AutoCharacter

Two-stage character-level next-character prediction system for multilingual text. Given a partial string, predicts the three most likely next characters (character autocomplete).

This implementation achieved 1st out of 75 teams (211 participants) with a 0.9618 success rate and 167.2117 seconds runtime.

See SPECIFICATION.md for the original CSE 447 project specification. Also, the closely related Interstellar Autocomplete Challenge.

Stage 1 — KenLM: An n-gram language model scores all vocabulary tokens and returns the top-K candidates.

Stage 2 — Reranker: A causal Transformer rescores the K candidates using learned context encoding, blended with KenLM scores via a mixture model. Falls back to KenLM-only if no reranker checkpoint is present.

Project Structure

config.yaml              # All inference + reranker training hyperparameters
data_config.yaml         # Dataset download + preprocessing settings
src/
  predict.py             # Two-stage inference (KenLM + reranker)
  predict.sh             # Shell wrapper for predict.py
  myprogram.py           # KenLM-only baseline inference (used for previous checkpoints, unused)
  reranker/              # Reranker package (model, training, data loading)
  data/                  # Dataset building + candidate precomputation
  utils/                 # Shared text preprocessing utilities
scripts/                 # Evaluation, grading, distillation, plotting
work/                    # Model binaries + checkpoints (not included)
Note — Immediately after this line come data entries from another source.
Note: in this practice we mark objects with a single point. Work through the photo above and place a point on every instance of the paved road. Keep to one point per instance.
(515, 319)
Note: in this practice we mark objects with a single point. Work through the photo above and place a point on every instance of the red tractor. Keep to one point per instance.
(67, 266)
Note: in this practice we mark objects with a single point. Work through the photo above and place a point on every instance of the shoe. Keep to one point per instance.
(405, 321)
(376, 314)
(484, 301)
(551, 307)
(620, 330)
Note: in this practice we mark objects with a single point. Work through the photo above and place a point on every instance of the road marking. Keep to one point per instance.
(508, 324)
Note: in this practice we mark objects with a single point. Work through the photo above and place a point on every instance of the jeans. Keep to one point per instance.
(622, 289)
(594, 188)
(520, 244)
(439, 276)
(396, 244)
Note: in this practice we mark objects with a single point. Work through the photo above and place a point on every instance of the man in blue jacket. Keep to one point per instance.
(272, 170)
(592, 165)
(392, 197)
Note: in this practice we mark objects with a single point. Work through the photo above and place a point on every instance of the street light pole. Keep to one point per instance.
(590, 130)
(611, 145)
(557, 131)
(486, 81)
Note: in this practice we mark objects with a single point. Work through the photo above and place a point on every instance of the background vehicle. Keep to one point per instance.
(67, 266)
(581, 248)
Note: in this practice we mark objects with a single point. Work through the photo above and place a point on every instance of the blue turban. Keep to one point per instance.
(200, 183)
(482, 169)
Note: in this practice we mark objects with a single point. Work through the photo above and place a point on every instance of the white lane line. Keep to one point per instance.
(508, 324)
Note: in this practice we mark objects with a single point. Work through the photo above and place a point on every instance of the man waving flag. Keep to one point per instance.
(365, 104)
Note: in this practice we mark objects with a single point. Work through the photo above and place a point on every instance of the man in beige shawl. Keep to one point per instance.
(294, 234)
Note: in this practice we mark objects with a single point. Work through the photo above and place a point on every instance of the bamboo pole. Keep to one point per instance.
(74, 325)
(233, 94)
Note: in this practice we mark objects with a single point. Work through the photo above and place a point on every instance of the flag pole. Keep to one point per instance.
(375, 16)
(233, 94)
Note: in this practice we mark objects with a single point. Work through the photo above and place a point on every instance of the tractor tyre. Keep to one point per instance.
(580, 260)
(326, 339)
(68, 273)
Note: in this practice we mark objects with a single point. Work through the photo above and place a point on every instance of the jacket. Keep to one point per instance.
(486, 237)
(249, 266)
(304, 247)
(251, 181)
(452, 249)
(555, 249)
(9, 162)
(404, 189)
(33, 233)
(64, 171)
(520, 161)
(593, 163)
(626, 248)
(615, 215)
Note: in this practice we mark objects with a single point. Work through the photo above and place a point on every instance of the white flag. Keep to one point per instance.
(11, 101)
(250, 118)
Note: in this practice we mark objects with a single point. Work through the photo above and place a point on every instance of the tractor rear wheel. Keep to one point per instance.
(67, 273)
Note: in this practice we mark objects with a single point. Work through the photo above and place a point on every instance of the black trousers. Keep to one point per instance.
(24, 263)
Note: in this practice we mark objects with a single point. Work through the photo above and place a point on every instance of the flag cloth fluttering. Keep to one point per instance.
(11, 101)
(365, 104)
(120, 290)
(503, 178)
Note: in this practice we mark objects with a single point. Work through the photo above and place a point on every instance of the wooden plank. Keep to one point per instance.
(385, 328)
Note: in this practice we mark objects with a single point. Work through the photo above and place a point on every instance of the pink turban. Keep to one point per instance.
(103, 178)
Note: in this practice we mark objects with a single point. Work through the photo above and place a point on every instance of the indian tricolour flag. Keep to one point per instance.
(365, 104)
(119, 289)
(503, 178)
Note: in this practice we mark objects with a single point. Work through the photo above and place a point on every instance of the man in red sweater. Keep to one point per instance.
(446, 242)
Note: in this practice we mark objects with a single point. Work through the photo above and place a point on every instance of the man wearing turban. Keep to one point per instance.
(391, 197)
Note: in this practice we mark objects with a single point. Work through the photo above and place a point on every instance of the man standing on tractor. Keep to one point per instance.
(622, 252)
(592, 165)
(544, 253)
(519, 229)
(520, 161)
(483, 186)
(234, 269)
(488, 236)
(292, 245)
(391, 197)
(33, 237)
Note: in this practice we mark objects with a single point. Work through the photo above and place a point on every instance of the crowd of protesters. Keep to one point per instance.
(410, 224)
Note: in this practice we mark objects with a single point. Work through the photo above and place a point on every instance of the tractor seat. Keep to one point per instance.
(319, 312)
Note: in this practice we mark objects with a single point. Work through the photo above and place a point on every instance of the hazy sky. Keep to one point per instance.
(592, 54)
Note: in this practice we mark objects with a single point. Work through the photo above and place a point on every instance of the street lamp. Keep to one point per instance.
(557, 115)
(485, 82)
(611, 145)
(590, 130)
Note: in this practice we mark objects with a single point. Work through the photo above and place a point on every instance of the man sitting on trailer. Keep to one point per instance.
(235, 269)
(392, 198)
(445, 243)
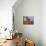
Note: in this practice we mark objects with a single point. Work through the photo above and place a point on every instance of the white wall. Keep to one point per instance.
(29, 8)
(6, 13)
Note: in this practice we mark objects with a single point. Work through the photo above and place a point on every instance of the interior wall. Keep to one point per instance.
(43, 22)
(6, 13)
(29, 8)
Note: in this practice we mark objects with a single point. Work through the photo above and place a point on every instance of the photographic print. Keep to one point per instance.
(28, 19)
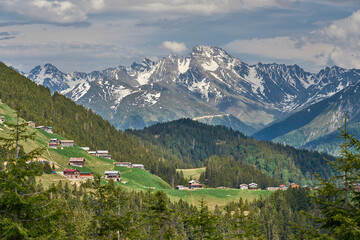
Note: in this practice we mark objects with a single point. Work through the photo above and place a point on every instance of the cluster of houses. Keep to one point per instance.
(129, 165)
(98, 153)
(193, 184)
(54, 143)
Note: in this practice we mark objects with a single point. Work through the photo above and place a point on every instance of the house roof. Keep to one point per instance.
(112, 172)
(71, 170)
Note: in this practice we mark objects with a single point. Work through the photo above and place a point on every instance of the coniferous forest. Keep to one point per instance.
(99, 210)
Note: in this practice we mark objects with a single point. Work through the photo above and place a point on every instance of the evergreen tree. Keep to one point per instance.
(338, 198)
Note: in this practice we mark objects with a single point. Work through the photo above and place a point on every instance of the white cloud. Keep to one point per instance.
(67, 11)
(175, 47)
(338, 43)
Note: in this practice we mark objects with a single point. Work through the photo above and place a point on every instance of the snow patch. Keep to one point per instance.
(210, 65)
(183, 65)
(256, 82)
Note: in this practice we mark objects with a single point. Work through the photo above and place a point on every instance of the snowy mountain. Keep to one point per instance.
(206, 82)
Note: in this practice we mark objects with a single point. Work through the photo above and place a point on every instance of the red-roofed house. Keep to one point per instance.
(78, 162)
(72, 173)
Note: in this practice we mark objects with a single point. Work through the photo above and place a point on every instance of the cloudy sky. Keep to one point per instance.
(87, 35)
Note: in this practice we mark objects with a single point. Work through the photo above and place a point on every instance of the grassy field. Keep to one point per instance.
(215, 196)
(193, 173)
(133, 178)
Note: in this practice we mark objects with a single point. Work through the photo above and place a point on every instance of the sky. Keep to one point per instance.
(89, 35)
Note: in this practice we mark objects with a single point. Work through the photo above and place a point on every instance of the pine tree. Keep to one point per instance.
(26, 210)
(338, 198)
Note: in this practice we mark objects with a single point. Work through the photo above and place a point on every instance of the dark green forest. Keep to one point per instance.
(194, 142)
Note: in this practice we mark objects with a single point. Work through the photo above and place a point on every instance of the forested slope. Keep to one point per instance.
(193, 142)
(74, 122)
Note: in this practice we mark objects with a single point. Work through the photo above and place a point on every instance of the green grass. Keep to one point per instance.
(213, 196)
(192, 173)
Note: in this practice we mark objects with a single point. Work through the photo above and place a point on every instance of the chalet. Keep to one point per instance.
(67, 143)
(31, 124)
(86, 174)
(46, 129)
(112, 174)
(137, 166)
(92, 153)
(100, 153)
(180, 187)
(123, 164)
(193, 184)
(294, 185)
(253, 186)
(244, 186)
(53, 145)
(72, 173)
(77, 162)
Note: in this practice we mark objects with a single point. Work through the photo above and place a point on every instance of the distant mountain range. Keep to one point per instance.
(208, 84)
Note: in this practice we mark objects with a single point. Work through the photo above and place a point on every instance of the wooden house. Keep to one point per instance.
(137, 166)
(67, 143)
(193, 184)
(53, 145)
(46, 129)
(72, 173)
(31, 124)
(86, 174)
(253, 186)
(294, 185)
(123, 164)
(92, 153)
(112, 174)
(283, 187)
(77, 162)
(244, 186)
(180, 187)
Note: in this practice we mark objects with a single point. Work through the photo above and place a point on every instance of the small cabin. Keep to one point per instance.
(112, 174)
(193, 184)
(53, 145)
(137, 166)
(180, 187)
(72, 173)
(67, 143)
(77, 162)
(31, 124)
(123, 164)
(46, 129)
(294, 185)
(244, 186)
(253, 186)
(86, 174)
(92, 153)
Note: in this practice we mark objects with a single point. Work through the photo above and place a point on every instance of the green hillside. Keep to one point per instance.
(194, 142)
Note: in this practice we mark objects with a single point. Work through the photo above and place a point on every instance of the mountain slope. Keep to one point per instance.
(316, 126)
(206, 82)
(193, 142)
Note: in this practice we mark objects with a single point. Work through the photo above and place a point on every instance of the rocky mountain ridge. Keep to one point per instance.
(208, 81)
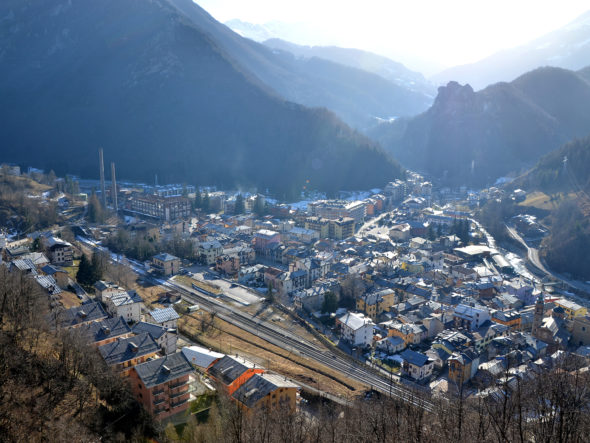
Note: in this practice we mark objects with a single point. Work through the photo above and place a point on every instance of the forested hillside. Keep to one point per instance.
(161, 97)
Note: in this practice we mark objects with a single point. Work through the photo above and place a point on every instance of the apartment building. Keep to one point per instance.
(124, 353)
(166, 264)
(160, 207)
(164, 385)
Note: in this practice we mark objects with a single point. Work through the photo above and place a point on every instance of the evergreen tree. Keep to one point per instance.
(95, 210)
(330, 303)
(198, 200)
(431, 234)
(259, 208)
(240, 207)
(85, 274)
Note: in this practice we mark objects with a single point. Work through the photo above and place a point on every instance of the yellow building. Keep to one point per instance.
(508, 318)
(342, 228)
(376, 303)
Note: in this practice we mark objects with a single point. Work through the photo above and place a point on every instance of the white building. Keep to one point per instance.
(126, 304)
(470, 317)
(166, 317)
(357, 329)
(201, 357)
(209, 251)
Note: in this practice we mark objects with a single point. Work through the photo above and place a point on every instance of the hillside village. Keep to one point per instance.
(415, 291)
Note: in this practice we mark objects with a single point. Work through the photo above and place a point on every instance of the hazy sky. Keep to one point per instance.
(444, 32)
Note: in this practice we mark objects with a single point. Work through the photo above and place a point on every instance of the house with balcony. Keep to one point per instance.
(164, 386)
(231, 372)
(106, 331)
(59, 251)
(356, 329)
(124, 353)
(166, 338)
(104, 289)
(269, 392)
(470, 317)
(126, 304)
(166, 264)
(208, 252)
(416, 365)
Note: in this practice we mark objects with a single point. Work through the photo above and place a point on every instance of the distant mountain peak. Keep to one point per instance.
(567, 47)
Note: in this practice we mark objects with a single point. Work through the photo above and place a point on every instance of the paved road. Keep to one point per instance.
(534, 259)
(287, 340)
(235, 292)
(284, 338)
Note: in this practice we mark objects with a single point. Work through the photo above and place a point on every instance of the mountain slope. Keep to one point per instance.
(563, 175)
(160, 96)
(356, 58)
(354, 95)
(568, 47)
(585, 73)
(469, 137)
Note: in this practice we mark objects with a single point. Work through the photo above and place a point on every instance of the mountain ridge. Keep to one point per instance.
(469, 137)
(567, 47)
(354, 95)
(161, 97)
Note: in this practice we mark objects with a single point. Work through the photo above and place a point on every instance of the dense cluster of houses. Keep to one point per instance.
(431, 305)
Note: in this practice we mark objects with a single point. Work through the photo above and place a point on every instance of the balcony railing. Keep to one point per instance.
(178, 385)
(178, 394)
(177, 404)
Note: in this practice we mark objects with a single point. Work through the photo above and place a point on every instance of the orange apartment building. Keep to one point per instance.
(164, 385)
(267, 391)
(232, 372)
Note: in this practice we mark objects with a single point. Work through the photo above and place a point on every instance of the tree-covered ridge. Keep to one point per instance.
(161, 96)
(565, 173)
(469, 137)
(564, 170)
See src/reranker/README.md, src/data/README.md, and scripts/README.md for detailed documentation.

Setup

Prerequisites

Python 3.10+
uv package manager
KenLM (for lmplz and build_binary commands)

Install

uv sync
uv run pre-commit install

KenLM is installed as a Python package from source via uv (see pyproject.toml). For the CLI tools (lmplz, build_binary), follow the KenLM build instructions.

Note: PyTorch and Lightning are listed as dev dependencies (not core dependencies). This is intentional — the Docker submission image (pytorch/pytorch:2.10.0-cuda13.0-cudnn9-runtime) already has PyTorch pre-installed via system packages, so the submitted container uses that instead of pip-installing it. Install dev dependencies locally with uv sync (which includes --dev by default).

Full Pipeline

1. Download and build the dataset

Settings (languages, samples per language, etc.) live in data_config.yaml.

uv run python src/data/builddataset.py

2. Preprocess for KenLM (character tokenization)

Settings live in data_config.yaml under preprocess.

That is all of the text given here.